Should You Use Ints or UUIDs as Primary Keys?
When I was studying at Uni, I always remember just using an auto incrementing int as a primary key. It was easy. When I started my first job I was told to use UUIDs and I never questioned it. It just seemed the professional thing to do. Since then I have always been using UUIDs as PKs. It wasn't until I had an issue with a database table being too large. Adding new rows was taking too long. This table had over a million rows. After investigating, it became clear it was because when adding a new row, it had to redo the index on the primary key column which takes a long time. This is because UUIDs are random, and B-Trees like incrementing values.
Why did using a UUID slow down inserts?
To understand why, you first need to know why sequential IDs are better as primary keys. A B-Tree is a balanced tree structure, new keys are inserted in order, this keeps the tree balanced and searchable. Random inserts from UUIDs require the tree to re-balance more often. New values from a UUID can land anywhere in the tree, this forces the B-tree to insert into the middle, which may trigger a re-balance, which makes inserts slower and indexes larger.
The case for UUIDs
UUIDs are amazing. A Universally unique identifier, that is globally unique in space and time. That is pretty impressive. Pretty useful too. This means that if you were to merge databases, our PKs would not conflict. If I call UUID() on my computer and you do UUID() on yours, we would never get the same value. This allows for interoperability across machines and systems ensuring that IDs remain unique. This impressive feat comes at a trade off though. Readability, and size, its 128 bits. An int is either 16 or 32 bits depending on the system, but in Databases its typically 32 bits.
Pros
- UUIDs are unique across databases, tables, computers, systems, this allows for interoperability across systems without conflicts.
- UUIDs are safer for cyber security, if you have a User ID in your URL and its an auto incrementing number, its much easier to guess someones ID. It also looks more professional to have a UUID in a URL.
Cons
- Storing UUIDs costs more, in both disk storage and RAM.
- They are not human readable which makes working with them slightly difficult.
- UUIDs can cause performance issues particularly when you have large tables.

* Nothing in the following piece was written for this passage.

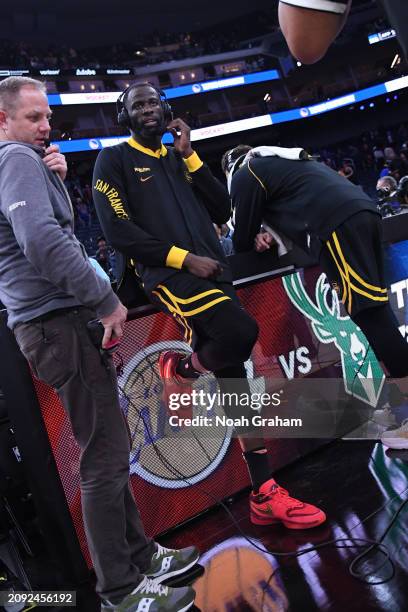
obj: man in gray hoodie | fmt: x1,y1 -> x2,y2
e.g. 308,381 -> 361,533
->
0,77 -> 198,612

- UUIDs add complexity to your Databases. Inserts can sometimes require converting them to Binary, and then when reading you need to convert it back into the same UUID.

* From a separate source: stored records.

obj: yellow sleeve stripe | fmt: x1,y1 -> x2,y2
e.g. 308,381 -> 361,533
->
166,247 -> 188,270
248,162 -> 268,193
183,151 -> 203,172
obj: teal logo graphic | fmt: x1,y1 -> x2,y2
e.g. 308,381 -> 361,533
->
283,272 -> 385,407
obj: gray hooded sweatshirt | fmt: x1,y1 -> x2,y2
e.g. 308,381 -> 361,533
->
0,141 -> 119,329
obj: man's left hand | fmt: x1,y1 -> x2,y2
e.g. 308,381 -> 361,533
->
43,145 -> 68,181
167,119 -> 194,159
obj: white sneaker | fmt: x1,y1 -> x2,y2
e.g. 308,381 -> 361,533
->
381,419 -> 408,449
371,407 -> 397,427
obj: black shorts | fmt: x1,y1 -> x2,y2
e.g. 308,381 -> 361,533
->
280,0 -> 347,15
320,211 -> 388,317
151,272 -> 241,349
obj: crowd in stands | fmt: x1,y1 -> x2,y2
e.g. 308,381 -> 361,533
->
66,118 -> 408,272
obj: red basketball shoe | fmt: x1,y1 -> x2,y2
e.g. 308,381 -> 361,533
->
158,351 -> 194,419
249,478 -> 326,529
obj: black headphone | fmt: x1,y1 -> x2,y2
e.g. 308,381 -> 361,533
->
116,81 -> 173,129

In most cases the only argument for using a UUID is security. That said, you still don't need to use a UUID as the PK, as you could have a column for a public identifier, which is a UUID, and the PK column still can use an auto incrementing int. It's important to remember to use complexity where its needed and not because its fancy.
What Did I Learn?
It's good to question things, it's good to ask if the way you have been doing things is still required. Following established conventions in code bases is part of being a good engineer. If you see something that could be done better, or may be just wrong. Fix it, if it's a fast fix, do it. If it'll take time then speak to your team about it and advocate for it. Be the change you want to see in the world.